Но ни в одном из них прекрасная догаресса не пробудила столь неистового любовного жара, как в Микаэле Стено. Несмотря на молодость, он занимал важную высокую должность в Совете Сорока. Итак, он был знатен, да к тому же хорош собою, и это придавало ему уверенность в победе. Он не боялся старого Марино Фальери, ведь после женитьбы его и вправду, казалось, оставили припадки внезапного, клокочущего гнева и грубое, неукротимое буйство. Он сидел бок о бок с прекрасной Аннунциатой, в богатых одеждах, разряженный в пух и прах, сияя улыбкой, и ласковый взор его серых глаз, то и дело застилавшийся старческой слезой, как бы вопрошал собравшихся, может ли кто-нибудь еще похвастаться такой супругой.
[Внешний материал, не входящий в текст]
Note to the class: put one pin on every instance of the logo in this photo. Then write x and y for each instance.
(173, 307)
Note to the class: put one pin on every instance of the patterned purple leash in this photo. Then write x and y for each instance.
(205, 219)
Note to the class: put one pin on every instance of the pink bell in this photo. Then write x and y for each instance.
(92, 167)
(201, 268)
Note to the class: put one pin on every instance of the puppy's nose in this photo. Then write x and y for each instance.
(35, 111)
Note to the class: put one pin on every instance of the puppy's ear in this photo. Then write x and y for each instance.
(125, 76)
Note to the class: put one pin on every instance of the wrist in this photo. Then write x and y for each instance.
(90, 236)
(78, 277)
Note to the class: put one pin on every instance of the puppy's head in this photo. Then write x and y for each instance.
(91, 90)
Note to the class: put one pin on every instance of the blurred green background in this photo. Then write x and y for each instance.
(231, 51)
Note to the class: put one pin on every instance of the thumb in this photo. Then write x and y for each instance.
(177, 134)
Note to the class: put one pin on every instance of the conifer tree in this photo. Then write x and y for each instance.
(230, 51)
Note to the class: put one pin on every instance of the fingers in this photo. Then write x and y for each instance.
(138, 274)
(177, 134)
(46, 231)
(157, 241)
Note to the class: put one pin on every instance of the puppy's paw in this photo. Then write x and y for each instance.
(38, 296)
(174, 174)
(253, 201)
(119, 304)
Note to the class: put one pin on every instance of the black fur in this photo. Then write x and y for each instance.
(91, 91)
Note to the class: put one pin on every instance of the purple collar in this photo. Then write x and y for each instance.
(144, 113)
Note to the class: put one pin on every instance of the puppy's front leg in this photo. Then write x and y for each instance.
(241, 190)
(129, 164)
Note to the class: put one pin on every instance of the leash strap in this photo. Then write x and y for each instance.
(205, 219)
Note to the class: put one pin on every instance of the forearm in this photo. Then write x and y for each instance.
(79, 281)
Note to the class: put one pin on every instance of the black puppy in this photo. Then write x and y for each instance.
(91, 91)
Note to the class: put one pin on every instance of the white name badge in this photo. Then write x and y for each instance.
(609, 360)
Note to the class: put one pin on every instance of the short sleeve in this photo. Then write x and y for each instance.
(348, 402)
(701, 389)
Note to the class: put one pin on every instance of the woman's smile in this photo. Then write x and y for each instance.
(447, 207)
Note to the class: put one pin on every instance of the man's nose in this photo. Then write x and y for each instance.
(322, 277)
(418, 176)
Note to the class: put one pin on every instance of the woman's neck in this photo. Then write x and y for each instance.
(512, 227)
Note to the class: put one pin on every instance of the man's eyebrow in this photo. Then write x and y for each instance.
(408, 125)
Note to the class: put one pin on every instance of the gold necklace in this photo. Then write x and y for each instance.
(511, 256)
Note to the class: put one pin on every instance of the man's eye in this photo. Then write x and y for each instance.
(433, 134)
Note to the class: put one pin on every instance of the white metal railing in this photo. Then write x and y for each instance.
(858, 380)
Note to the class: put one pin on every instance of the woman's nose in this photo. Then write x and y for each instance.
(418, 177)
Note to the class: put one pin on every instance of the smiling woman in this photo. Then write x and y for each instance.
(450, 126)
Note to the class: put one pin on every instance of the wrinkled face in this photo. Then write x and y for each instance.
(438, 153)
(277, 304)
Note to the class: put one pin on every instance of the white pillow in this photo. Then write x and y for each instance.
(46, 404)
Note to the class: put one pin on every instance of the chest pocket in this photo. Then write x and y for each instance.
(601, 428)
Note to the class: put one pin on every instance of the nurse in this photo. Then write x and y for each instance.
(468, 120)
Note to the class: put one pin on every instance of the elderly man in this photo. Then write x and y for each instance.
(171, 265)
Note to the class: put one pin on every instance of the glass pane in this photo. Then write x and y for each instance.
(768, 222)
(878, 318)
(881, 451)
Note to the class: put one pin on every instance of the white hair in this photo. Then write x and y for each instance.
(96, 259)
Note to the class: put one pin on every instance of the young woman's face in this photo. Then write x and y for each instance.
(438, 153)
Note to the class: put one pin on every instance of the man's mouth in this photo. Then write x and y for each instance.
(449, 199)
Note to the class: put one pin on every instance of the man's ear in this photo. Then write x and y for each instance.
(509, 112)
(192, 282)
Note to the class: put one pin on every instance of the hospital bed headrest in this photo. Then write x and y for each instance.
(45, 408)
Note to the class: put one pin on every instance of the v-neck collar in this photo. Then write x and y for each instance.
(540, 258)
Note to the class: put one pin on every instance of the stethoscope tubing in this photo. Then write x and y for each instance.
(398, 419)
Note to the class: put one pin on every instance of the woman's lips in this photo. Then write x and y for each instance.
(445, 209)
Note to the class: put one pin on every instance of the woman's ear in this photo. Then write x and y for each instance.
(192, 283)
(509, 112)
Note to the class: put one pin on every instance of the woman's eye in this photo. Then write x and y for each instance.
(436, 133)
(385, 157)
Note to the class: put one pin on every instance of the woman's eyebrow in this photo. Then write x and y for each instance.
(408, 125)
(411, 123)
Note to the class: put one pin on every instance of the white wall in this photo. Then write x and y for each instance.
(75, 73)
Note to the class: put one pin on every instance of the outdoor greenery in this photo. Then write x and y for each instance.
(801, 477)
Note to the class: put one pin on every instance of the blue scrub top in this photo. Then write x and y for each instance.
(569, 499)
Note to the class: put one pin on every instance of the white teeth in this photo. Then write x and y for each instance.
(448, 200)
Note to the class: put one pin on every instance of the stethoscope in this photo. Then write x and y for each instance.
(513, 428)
Властный, грубый тон, каким он обыкновенно разговаривал прежде, сменился воркующим лепетом; каждого старик именовал милейшим и удовлетворял самые невероятные прошения. Кто бы узнал сейчас в этом разнеженном влюбленном старике прежнего Фальери, который в день праздника тела Христова, вспылив, ударил по лицу самого епископа, — того Фальери, который победил отважного Морбассана. Это расслабленное состояние Фальери, которое день ото дня становилось все более явственным, воспламеняло Микаэле Стено к самым буйным выходкам. Аннунциата не понимала, чего, собственно, хочет от нее Микаэле, неотступно преследуя ее, то бросая на нее пылкие взоры, то донимая дерзкими речами. Однако ничто не могло поколебать ее спокойствия и приветливости, — но именно безнадежность, которую внушало ему это чистое существо, с неизменной доброжелательностью относившееся ко всем, приводила его в отчаяние. Тогда он решил заманить ее в ловушку. Ему удалось завести любовные шашни с самой преданной служанкой Аннунциаты; она довольно скоро сдалась и стала пускать его к себе ночью. Итак, он считал, что путь к неоскверненным доныне покоям Аннунциаты ему открыт, но силы небесные воспротивились этому и обратили вероломное коварство на голову бесстыдного злодея.

вернуться

20

…Марсом — победителем этого Вулкана. — Согласно мифологической традиции, Венера, супруга безобразного и хромого Вулкана, изменила ему с богом войны Марсом.